Alternatively, the players might decide they can't take the enemy head on and use more…. underhanded… approach.

For example, they can worm their way up into the inner circle of the heretic in question (they ARE acolytes of the Inquisition and therefore are bound to be resourceful enough to rise high and fast through the cult's ranks). Or they can set up the heretic to actually look like one, using infiltration & sabotage skills and a little bit of… ahem, sorcery… to stage enough damning incidents to actually overthrow the villain.

And, at last, there is always the possibility of organizing and staging an uprising (a War of Faith of sorts, if you like) against the cur. There is some poetic beauty when a heretic is ripped to shreds by a mob of frenzied mutants doing the dirty work of the Emperor… the very same mutants who will be cut down later by the almighty Holy Inquisition later. One shot, two kills gui%C3%B1o.gif

Outright heresy aside, try introducing the "Hide, Seek, Exterminate & Get Away With It" elements into the gameplay, as Sister Callidia already suggested, and you'll be fine.

Hmm… A lot of the suggestions focus around being sneaky. I notice careers like the guardsman are not particularly good at that sort of thing. I could try being more lenient.

I remember playing another roleplaying game where the hacking was very easy. Per the game design no encryption would stand up to an attack by any one given enough time. The better they were the faster it would go. The game actually had a sub section where they looked at the implications of the rules on the setting. Being that obviously the security technology was just absolutely not up to snuff. Much like how it was difficult to defend against guns until modern body armor appeared much much later.

I suppose I could at that same time conclude that my 40k setting has woefully pitiful security practices and the techniques and tools to protect all these places are just not adequate. It's not because they aren't trying to keep people out it's just that the scale of the situation is used against them. Good food for thought.

Thanks everyone I think I know where to go with this "Scale" business now.

The scale of the setting matters, but the timbre, tone, and scale of what the PCs are doing matters as well. If you are worried about things being to big in scale in terms of opponents, such as your ecclesiarch with hab blocks under his control, that may be because they are (at least for Dark Heresy). Acolytes don't bring a lot to the table, even high level ones.

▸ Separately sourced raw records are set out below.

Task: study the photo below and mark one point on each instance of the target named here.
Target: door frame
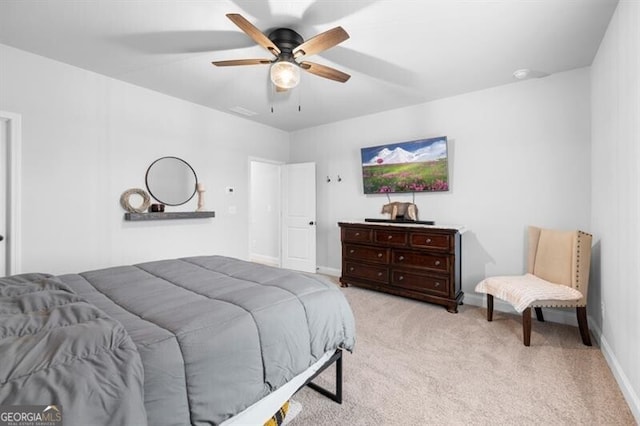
(14, 202)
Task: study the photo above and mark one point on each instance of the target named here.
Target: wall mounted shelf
(168, 215)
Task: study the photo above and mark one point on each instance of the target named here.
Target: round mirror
(171, 181)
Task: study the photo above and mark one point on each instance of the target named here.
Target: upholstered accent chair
(557, 276)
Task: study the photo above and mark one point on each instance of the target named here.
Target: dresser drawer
(389, 237)
(356, 235)
(431, 241)
(435, 262)
(418, 282)
(367, 272)
(371, 254)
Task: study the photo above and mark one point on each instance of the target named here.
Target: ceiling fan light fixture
(285, 74)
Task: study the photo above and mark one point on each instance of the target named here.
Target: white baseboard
(329, 271)
(265, 260)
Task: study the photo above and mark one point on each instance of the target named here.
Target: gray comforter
(57, 349)
(217, 334)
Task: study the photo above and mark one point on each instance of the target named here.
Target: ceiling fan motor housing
(286, 39)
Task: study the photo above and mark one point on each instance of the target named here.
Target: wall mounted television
(413, 166)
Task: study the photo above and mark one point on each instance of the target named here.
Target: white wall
(519, 155)
(87, 138)
(615, 85)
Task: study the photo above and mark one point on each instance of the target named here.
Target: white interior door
(299, 217)
(4, 178)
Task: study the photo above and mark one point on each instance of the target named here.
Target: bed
(198, 340)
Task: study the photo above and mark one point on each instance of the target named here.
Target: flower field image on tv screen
(415, 166)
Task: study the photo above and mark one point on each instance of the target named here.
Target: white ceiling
(401, 52)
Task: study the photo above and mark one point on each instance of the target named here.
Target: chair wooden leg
(526, 326)
(489, 307)
(581, 311)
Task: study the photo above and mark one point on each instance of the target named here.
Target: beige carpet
(416, 364)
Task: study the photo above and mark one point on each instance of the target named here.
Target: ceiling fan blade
(320, 42)
(253, 32)
(325, 71)
(234, 62)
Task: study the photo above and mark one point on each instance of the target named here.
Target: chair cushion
(523, 290)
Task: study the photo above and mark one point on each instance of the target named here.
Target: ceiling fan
(288, 47)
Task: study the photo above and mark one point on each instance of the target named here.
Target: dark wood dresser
(420, 262)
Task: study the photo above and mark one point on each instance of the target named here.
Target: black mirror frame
(146, 181)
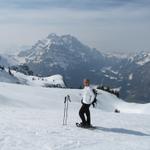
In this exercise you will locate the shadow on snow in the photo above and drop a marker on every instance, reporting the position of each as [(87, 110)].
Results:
[(121, 131)]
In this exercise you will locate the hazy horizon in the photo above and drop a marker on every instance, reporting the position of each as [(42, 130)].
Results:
[(111, 25)]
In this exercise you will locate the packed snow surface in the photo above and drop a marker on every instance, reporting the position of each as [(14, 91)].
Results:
[(31, 119)]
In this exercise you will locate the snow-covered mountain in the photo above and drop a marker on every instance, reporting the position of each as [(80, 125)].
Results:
[(31, 119), (12, 76), (64, 55), (67, 56), (8, 60)]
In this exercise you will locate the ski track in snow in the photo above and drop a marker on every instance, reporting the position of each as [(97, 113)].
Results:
[(38, 126)]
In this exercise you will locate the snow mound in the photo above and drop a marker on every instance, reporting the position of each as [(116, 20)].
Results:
[(31, 119)]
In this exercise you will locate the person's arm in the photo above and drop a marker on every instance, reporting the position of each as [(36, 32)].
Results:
[(92, 95)]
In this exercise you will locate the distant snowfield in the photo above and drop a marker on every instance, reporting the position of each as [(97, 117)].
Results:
[(31, 119)]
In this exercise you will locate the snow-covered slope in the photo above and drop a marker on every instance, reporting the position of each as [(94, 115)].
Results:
[(51, 81), (31, 119)]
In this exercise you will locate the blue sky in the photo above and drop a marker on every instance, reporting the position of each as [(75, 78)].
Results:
[(108, 25)]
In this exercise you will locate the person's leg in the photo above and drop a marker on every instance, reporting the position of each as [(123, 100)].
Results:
[(88, 122), (81, 114)]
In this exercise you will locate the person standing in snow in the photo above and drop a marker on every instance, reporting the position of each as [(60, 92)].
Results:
[(87, 99)]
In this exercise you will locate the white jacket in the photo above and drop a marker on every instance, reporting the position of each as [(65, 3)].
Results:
[(87, 95)]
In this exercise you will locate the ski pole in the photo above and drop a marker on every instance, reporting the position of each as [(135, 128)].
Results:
[(66, 104), (64, 111)]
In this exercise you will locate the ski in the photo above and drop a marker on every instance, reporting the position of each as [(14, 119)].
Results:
[(85, 127)]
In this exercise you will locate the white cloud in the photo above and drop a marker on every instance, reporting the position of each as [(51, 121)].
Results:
[(121, 28)]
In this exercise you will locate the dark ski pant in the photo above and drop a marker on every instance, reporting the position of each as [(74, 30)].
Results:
[(84, 110)]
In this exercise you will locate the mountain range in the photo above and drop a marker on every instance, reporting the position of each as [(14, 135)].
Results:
[(67, 56)]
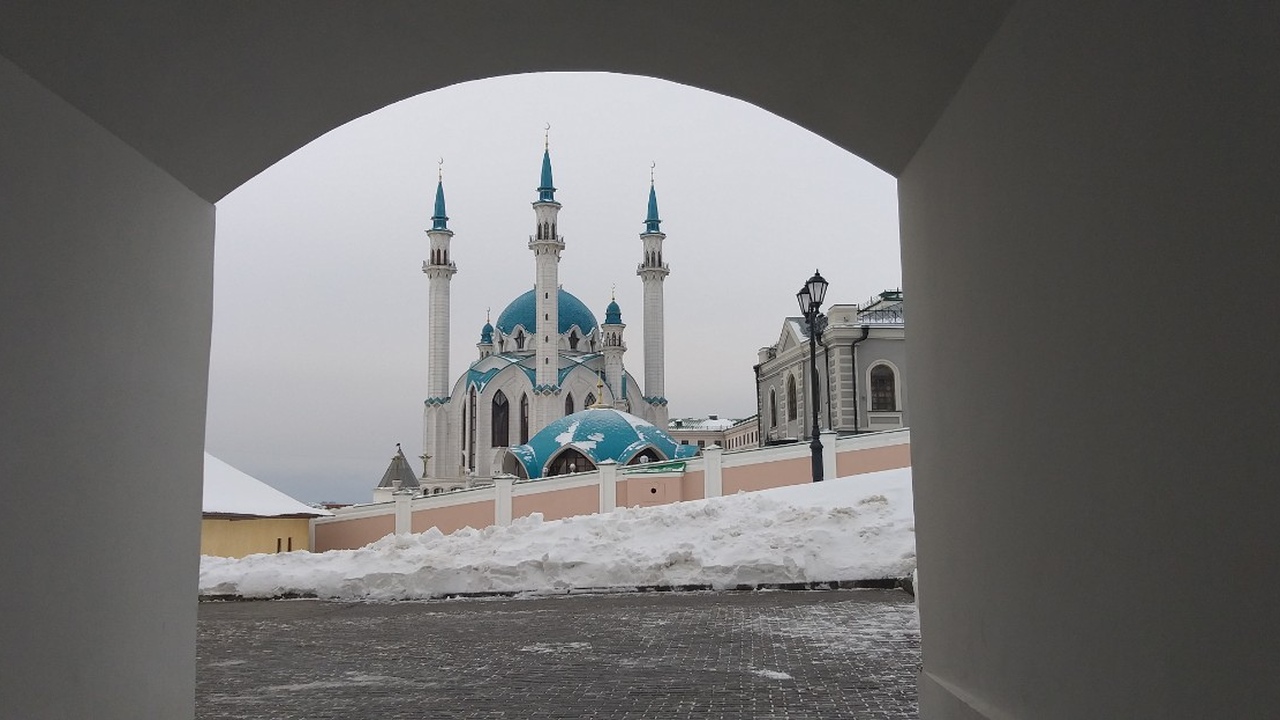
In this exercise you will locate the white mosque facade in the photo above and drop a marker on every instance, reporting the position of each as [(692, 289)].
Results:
[(545, 359)]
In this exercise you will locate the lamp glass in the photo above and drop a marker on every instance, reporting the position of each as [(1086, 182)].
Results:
[(804, 299), (817, 287)]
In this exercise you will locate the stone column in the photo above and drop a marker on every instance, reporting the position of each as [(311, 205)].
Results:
[(403, 510), (713, 464), (502, 483), (828, 454), (608, 486)]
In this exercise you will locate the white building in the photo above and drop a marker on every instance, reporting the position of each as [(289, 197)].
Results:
[(545, 358), (860, 358)]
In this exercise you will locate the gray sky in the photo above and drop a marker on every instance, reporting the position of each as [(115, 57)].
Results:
[(319, 349)]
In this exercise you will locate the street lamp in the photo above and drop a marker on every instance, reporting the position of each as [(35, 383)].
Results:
[(810, 300)]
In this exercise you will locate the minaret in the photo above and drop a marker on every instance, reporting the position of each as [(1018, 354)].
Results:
[(438, 270), (613, 349), (653, 272), (485, 345), (547, 245)]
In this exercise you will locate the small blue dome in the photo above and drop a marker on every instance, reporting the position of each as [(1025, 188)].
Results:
[(599, 433), (524, 311)]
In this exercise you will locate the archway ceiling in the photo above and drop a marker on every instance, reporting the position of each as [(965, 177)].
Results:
[(214, 92)]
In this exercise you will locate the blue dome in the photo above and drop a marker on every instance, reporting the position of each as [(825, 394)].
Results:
[(599, 433), (524, 311)]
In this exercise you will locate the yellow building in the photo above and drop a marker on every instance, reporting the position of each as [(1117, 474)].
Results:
[(243, 515)]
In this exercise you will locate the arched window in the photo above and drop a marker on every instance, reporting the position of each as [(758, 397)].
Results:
[(524, 419), (570, 461), (648, 455), (471, 436), (501, 420), (883, 390)]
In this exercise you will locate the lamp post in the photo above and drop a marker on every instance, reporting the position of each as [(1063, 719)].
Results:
[(810, 300)]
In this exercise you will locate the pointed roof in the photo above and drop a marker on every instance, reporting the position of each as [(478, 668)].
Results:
[(439, 220), (613, 314), (398, 469), (233, 492), (652, 220), (547, 188)]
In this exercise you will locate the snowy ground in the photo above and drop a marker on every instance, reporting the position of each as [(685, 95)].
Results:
[(844, 529)]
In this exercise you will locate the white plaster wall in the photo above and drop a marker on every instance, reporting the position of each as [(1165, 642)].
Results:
[(105, 313), (1098, 541)]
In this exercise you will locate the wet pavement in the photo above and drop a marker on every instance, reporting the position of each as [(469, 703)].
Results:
[(777, 655)]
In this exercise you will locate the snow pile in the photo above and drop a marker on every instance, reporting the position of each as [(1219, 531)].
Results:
[(233, 492), (844, 529)]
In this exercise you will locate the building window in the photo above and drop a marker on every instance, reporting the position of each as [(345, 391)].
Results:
[(501, 420), (570, 461), (883, 390), (471, 434), (524, 419)]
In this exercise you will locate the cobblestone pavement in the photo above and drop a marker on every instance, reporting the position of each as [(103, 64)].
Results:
[(769, 655)]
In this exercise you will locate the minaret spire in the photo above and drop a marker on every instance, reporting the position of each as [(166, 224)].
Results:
[(653, 272), (613, 350), (547, 245), (547, 188), (439, 269), (439, 219)]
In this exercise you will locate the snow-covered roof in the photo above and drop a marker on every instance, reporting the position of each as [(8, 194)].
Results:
[(232, 492), (713, 424)]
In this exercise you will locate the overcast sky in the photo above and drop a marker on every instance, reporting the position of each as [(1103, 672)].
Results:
[(319, 349)]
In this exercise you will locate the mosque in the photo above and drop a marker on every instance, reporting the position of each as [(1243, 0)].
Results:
[(549, 392)]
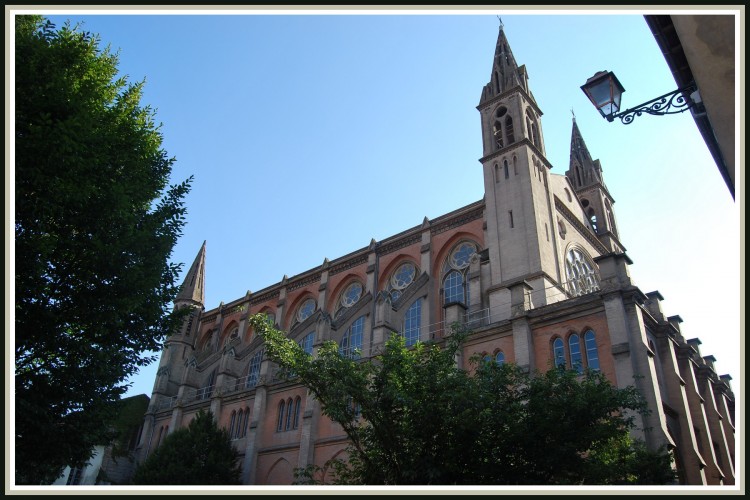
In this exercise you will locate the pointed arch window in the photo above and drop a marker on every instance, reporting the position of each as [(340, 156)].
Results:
[(500, 358), (558, 351), (289, 410), (208, 388), (576, 359), (307, 342), (497, 127), (253, 370), (280, 422), (455, 287), (412, 322), (242, 419), (509, 129), (592, 353), (610, 217), (581, 274), (232, 424), (351, 343), (297, 405)]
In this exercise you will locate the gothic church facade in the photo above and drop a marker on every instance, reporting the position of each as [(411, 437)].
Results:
[(537, 271)]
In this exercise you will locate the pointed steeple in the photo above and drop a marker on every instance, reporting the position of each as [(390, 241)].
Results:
[(506, 74), (583, 170), (192, 290)]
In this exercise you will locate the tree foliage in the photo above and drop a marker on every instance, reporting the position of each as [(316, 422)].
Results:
[(200, 453), (95, 225), (426, 422)]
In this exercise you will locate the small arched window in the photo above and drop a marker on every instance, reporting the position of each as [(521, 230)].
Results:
[(581, 274), (576, 359), (289, 410), (253, 370), (351, 296), (558, 352), (305, 310), (509, 129), (232, 423), (401, 279), (455, 287), (592, 353), (413, 322), (280, 423), (500, 358), (306, 342), (297, 404), (351, 343)]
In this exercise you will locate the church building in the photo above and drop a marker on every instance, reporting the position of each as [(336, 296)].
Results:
[(535, 268)]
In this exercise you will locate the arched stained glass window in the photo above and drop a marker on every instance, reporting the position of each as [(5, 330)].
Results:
[(297, 404), (592, 353), (558, 351), (289, 410), (280, 424), (307, 342), (413, 322), (454, 287), (253, 370), (352, 340), (576, 359), (581, 273), (500, 358)]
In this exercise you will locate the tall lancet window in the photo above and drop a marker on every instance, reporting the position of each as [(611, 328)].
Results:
[(581, 273), (455, 284), (509, 129), (497, 127)]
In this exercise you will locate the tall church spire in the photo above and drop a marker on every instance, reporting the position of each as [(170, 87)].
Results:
[(585, 175), (583, 170), (192, 291), (506, 74)]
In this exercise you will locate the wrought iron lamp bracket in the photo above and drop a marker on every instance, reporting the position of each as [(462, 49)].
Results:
[(674, 102)]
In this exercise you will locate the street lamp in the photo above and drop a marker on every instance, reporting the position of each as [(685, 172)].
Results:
[(605, 93)]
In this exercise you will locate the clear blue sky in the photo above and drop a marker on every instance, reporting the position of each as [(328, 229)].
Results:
[(308, 135)]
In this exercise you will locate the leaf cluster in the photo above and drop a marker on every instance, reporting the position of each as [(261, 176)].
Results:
[(424, 421), (95, 225), (199, 454)]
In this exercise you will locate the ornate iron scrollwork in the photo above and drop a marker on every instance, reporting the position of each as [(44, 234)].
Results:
[(674, 102)]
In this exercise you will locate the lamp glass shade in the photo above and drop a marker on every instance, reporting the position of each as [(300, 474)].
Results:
[(605, 92)]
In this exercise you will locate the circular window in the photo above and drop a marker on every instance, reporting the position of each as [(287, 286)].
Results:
[(305, 310), (462, 254), (351, 295)]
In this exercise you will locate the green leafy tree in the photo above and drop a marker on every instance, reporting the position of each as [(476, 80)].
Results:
[(200, 453), (95, 225), (413, 418)]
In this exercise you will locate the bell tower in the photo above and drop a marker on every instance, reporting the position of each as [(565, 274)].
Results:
[(585, 175), (519, 207), (180, 344)]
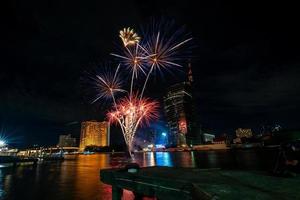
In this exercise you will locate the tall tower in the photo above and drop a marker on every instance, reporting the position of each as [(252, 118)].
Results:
[(94, 133), (177, 109), (181, 114)]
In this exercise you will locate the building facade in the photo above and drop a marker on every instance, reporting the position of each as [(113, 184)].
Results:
[(181, 113), (94, 133), (66, 141)]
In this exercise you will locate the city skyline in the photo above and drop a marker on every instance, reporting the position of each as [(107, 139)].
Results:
[(246, 72)]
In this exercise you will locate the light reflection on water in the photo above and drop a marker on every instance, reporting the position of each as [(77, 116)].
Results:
[(79, 179)]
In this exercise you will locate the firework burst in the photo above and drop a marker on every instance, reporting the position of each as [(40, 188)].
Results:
[(130, 113), (161, 48), (129, 37)]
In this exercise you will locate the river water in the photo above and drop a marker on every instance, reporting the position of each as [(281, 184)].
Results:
[(79, 178)]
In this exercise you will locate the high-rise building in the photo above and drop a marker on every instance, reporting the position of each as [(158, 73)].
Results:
[(181, 115), (177, 108), (66, 141), (94, 133)]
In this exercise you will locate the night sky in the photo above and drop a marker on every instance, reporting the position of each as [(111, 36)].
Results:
[(246, 66)]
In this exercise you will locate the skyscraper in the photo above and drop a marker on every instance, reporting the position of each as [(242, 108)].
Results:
[(181, 114), (66, 141), (94, 133)]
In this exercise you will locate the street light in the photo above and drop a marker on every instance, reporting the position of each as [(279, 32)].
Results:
[(2, 143)]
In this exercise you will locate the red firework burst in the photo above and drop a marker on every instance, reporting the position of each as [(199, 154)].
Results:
[(138, 110)]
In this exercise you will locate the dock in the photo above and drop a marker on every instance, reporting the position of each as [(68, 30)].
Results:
[(201, 184)]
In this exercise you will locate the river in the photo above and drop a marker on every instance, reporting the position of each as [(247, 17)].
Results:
[(79, 178)]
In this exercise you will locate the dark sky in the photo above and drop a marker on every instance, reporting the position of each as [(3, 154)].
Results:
[(246, 69)]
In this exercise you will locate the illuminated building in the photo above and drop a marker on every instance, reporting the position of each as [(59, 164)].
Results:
[(66, 141), (240, 133), (181, 113), (94, 133)]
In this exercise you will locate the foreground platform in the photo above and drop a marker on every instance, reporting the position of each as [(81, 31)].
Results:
[(190, 183)]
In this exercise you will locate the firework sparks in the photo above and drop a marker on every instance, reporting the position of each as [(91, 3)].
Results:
[(130, 113), (160, 49), (129, 37)]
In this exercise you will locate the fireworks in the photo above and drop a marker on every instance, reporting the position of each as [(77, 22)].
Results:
[(129, 37), (157, 51), (130, 113)]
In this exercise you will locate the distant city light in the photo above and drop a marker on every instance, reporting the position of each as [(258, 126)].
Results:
[(2, 143)]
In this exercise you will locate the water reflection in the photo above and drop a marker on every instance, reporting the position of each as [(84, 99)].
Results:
[(79, 179)]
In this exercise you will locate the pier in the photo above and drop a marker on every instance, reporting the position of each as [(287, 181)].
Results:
[(202, 184)]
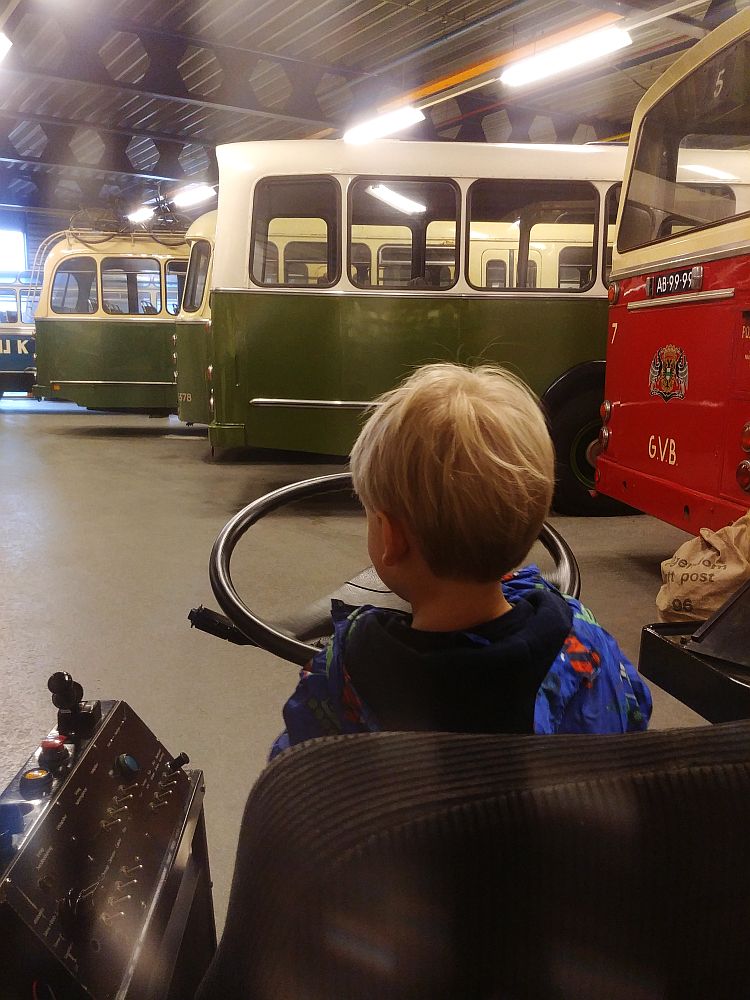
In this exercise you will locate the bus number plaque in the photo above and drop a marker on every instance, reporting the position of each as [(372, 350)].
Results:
[(686, 279)]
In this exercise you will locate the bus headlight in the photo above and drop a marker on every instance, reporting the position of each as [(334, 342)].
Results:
[(743, 476)]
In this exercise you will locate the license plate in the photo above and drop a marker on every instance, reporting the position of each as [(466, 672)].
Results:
[(685, 279)]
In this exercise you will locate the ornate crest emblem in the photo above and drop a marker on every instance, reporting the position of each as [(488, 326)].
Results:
[(667, 376)]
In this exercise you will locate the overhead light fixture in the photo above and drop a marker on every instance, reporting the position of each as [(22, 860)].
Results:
[(193, 195), (719, 175), (396, 200), (142, 214), (387, 124), (564, 57)]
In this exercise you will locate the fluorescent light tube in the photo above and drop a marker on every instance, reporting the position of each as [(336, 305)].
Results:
[(396, 200), (193, 195), (567, 56), (383, 125), (142, 214)]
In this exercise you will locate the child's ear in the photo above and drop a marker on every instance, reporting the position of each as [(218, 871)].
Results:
[(395, 539)]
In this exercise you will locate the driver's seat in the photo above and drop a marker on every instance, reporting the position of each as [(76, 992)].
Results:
[(408, 865)]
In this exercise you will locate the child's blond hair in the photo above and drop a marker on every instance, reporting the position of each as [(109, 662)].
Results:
[(464, 458)]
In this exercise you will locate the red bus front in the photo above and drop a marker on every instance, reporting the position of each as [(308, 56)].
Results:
[(675, 440)]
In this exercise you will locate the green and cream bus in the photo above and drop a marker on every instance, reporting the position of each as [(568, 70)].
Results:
[(105, 321), (337, 269)]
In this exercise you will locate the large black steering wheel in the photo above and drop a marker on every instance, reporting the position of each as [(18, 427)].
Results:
[(285, 640)]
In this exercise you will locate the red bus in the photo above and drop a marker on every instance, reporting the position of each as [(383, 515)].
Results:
[(675, 440)]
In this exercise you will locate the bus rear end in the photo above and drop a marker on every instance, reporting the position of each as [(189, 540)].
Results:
[(675, 440)]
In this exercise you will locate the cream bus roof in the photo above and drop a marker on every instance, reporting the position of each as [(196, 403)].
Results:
[(245, 162), (94, 244), (242, 164), (701, 52), (204, 228)]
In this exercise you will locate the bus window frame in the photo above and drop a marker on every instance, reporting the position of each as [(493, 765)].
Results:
[(296, 179), (165, 307), (632, 163), (96, 285), (17, 320), (396, 178), (524, 289), (184, 307), (610, 194)]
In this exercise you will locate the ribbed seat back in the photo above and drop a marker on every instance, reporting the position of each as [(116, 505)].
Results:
[(406, 865)]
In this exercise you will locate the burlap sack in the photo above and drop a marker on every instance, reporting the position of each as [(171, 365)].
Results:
[(704, 572)]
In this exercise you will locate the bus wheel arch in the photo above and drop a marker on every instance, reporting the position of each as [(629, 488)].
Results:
[(572, 405)]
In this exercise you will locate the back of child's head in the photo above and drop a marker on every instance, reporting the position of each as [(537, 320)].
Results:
[(463, 457)]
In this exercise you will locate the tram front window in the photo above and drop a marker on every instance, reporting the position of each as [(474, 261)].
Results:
[(691, 162), (411, 227), (8, 306), (131, 286), (74, 286)]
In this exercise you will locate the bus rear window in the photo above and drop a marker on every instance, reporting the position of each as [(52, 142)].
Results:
[(691, 163), (197, 274), (74, 286), (409, 227), (532, 235), (296, 219)]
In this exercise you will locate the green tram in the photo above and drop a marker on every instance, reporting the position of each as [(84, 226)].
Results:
[(105, 321), (337, 269)]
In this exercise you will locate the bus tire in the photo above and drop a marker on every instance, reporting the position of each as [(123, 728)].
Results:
[(574, 427)]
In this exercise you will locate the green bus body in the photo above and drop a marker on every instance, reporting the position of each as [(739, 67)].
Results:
[(316, 288), (258, 338), (107, 364)]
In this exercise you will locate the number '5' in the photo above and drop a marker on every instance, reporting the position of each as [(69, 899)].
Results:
[(719, 85)]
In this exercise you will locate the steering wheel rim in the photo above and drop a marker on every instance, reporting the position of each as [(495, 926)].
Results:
[(265, 635)]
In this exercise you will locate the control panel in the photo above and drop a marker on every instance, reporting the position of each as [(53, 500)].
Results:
[(90, 830)]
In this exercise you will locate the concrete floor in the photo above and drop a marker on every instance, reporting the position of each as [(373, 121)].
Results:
[(107, 522)]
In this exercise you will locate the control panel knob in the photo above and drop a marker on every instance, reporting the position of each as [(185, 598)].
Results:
[(66, 693), (53, 752), (178, 762), (126, 765), (35, 783)]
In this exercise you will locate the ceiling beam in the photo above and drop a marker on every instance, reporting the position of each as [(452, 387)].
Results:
[(679, 22), (163, 56)]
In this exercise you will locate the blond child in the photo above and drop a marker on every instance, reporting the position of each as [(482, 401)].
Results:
[(455, 470)]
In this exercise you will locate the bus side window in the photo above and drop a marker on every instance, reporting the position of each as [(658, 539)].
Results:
[(410, 225), (525, 222), (302, 216), (175, 284), (197, 275), (74, 286), (8, 306)]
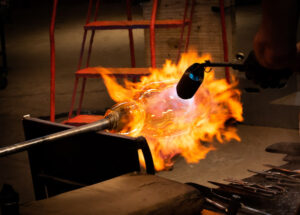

Therefore, I'd either break their mission down into smaller steps, like replacing a mid-level priest under that ecclesiarch with one of their own, or consider one of the alternative systems: Rogue Trader or Ascension. Ascension is built for larger conspiracies, and RT is built for much grander scope as well. That's all just the plot elements though, what about the geography you ask?

Sure, the vista of a "scene" in one mission may be huge. Let's look at something I ran in one of my games: a planetary outpost on a death world. The environment couldn't support life so the Imperium built a huge dome on the planet. The dome itself is miles across (on the inside) and thousands of people live there, but when the PCs walk into the equivalent of a hotel, that's still human scale. When they need to go to the massive Mechanicus Librarium across the dome, they have to deal with finding transportation and getting inside the Librarium, but once they're inside the book shelves and aisles are still human scale, they're just thousands of shelves (due to the size). Eventually the scale matches the people who created it: humans. The question/challenge is just where you find that scale within the enormity.